The same pattern of results was obtained. On the masked-face (face invisible) trials, responses to the spoken target words were significantly faster when the lip movements were congruent than incongruent, t23=2.12, p<0.05 (Figure 1D), with a mean accuracy of 92% with no evidence of a speed-accuracy trade-off. Also consistent with the original experiment, there was no congruency effect for target responses on the attention-enforcement trials, t23=0.80, n.s. (Figure 1F) or for non-target responses (1777ms [congruent] vs. 1743ms [incongruent], t23=1.06, n.s. on the masked-face trials, and 1708ms [congruent] vs. 1779ms [incongruent], t23=1.97, n.s. on the attention-enforcement trials.).

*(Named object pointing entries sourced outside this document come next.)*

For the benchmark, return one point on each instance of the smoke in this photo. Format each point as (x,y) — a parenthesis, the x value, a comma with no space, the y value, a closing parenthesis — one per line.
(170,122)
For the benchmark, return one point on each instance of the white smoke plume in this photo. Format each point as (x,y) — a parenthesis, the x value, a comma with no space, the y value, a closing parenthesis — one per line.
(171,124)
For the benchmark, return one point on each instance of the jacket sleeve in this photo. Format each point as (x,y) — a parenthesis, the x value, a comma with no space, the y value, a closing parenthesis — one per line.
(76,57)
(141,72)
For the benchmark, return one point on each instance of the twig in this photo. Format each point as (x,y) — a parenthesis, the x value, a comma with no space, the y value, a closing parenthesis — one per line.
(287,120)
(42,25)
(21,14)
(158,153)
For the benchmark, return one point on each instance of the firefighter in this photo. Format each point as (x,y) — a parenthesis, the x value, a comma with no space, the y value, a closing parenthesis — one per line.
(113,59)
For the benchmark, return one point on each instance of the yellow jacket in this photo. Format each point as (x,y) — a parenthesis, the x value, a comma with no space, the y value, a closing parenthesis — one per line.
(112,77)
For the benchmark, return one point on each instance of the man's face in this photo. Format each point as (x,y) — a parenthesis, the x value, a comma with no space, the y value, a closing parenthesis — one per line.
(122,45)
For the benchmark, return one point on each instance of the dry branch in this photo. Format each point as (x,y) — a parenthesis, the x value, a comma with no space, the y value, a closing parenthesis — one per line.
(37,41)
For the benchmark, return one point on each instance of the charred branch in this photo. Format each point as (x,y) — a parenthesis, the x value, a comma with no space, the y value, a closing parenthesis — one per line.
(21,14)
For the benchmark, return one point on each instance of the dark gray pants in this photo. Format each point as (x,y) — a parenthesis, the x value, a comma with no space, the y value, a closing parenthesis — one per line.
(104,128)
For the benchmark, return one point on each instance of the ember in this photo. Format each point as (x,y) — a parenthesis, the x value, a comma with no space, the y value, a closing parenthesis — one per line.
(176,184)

These results demonstrate that even when a speaking face is rendered invisible by a dynamic mask with strong motion signals, the visual system accurately encodes invisible lip movements to facilitate auditory perception of the corresponding spoken words. This crossmodal effect is likely to occur at the level of encoding words; it has been shown that invisible lip movements do not generate a McGurk effect (Palmer & Ramsey, 2012), suggesting that invisible lip movements do not influence auditory perception at the level of encoding syllables.
Dorsal motion processing mechanisms (e.g., V3a, V5) would have predominantly responded to the strong and visible flashing mask (e.g., Moutoussis et al., 2005). The invisible lip movements would thus likely have been processed through the ventral visual pathway including the superior temporal sulcus (STS), an area that selectively responds to biological motion and movements of facial features (e.g., Allison et al., 2000; Calvert & Campbell, 2003; Grossman et al., 2000), and facilitated spoken word perception via multimodal portions of the STS (e.g., Calvert et al., 2000). Sophisticated unconscious processing of static images (e.g., words, faces, sex of human body, and contextual congruence; Jiang et al., 2006; Jiang et al., 2007; Mudrik et al., 2011; Yang et al., 2007) has been demonstrated. Our results extend these prior findings to the processing of dynamic information. Static information can theoretically be extricated from a dynamic mask by temporal averaging. However, unconscious extrication of the subtle dynamics of lip movements from the overwhelming random dynamics of the mask requires sophisticated tuning of the ventral visual system to the behaviorally relevant dynamics.